Pobierzcie krew od zdrowego dorosłego kota szczepionego przynajmniej dwukrotnie [ostatnie szczepienie nie wcześniej niż dwa miesiące temu, nie później niż rok] - skuteczność taka sama, jak po przechorowaniu [należy pamiętać, że u ozdrowieńca poziom przeciwciał też spada im więcej czasu upłynęło od przechorowania].
Caniserin jest niedostępny.
Surowicę podałabym każdemu nieszczepionemu kociakowi.
Szczepienie odradzam, gdyż zdarzały się zachorowania poszczepiennym w okienku serologicznym.
Testy z kału. Jeśli wirus jest obecny w kale - wg mnie jest już dużo za późno, zwłaszcza dla malutkich kociąt.
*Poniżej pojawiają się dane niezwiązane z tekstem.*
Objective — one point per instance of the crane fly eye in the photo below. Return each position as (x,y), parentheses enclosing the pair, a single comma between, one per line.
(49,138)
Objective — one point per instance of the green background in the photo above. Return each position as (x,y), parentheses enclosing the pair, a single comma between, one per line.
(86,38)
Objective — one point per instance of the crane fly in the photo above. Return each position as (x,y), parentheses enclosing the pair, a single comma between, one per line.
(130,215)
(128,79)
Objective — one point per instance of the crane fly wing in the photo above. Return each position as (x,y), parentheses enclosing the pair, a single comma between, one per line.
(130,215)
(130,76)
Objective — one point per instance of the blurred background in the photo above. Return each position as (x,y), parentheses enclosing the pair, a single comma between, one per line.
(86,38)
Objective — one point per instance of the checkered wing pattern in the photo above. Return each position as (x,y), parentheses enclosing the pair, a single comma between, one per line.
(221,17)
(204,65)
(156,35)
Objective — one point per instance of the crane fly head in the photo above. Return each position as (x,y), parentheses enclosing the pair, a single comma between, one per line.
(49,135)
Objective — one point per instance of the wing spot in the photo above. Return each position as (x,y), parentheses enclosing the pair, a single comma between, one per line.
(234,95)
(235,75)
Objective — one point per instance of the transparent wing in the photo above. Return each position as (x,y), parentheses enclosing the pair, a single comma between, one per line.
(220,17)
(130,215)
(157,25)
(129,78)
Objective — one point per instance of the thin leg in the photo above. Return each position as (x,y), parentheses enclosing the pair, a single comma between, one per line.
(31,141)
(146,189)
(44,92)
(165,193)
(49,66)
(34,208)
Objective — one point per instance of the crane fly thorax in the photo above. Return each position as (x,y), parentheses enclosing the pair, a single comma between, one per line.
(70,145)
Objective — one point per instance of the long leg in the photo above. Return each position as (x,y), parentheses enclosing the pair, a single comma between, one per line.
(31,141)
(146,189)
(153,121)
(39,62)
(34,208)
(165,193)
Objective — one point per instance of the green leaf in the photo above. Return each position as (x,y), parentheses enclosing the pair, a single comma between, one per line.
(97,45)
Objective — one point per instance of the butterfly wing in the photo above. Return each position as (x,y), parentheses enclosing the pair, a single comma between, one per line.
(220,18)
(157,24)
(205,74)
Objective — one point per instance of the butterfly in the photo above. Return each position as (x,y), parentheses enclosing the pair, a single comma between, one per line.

Czasami wirus w ogóle nie zdąży ujawnić się w kale.
Można zrobić PCR z krwi na obecność wirusa i poziom przeciwciał [to drugie miarodajne tylko u nieszczepionych kociąt].
I tak, jak pisałam na PW.
Domy, które są regularnymi DT dla kociąt powinny wg mnie mieć stały, natychmiastowy dostęp do surowicy. Kwestia zetknięcia się z parwowirusem to statystyka - a ta jest nieubłagana - prędzej, czy później każdemu się trafi [niekoniecznie z kotem, ale np. `na butach`]. U mnie wszystkie kociaki dostają surowicę na wejściu.